In [1]:
from langchain_community.document_loaders import ArxivLoader

loader=ArxivLoader(query="2405.17147")
docs = loader.load()
len(docs)

1

In [2]:
#Chunk data
from langchain_text_splitters import RecursiveCharacterTextSplitter

text_splitter = RecursiveCharacterTextSplitter(chunk_size = 1000, chunk_overlap =100)
chunk_docs = text_splitter.split_documents(docs)
len(chunk_docs)


32

In [3]:
#Create embeddings
from langchain_openai import OpenAIEmbeddings
import os
from dotenv import load_dotenv
load_dotenv()

openai_api_key = os.getenv("OPENAI_API_KEY")
pinecone_api_key = os.getenv("PINECONE_API_KEY")

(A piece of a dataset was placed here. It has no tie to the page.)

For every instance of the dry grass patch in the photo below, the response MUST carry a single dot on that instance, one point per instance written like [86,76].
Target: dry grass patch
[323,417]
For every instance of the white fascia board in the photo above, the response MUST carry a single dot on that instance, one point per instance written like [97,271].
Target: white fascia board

embeddings = OpenAIEmbeddings(api_key=openai_api_key)

In [4]:
from pinecone import Pinecone, ServerlessSpec

pc = Pinecone(api_key=pinecone_api_key)
index_name = "pc-rag"

if index_name not in pc.list_indexes().names():
    pc.create_index(
        name= index_name,
        dimension=1536,
        metric = "cosine",
        spec= ServerlessSpec(cloud="aws", region= "us-east-1")
    )

  from tqdm.autonotebook import tqdm


In [5]:
#Upsert data
from langchain_pinecone import PineconeVectorStore

vector_store = PineconeVectorStore.from_documents(chunk_docs, embeddings, index_name = index_name)

In [6]:
query = "What metrics are used to evaluate the quality of experience (QoE) for users of large language model (LLM) services?"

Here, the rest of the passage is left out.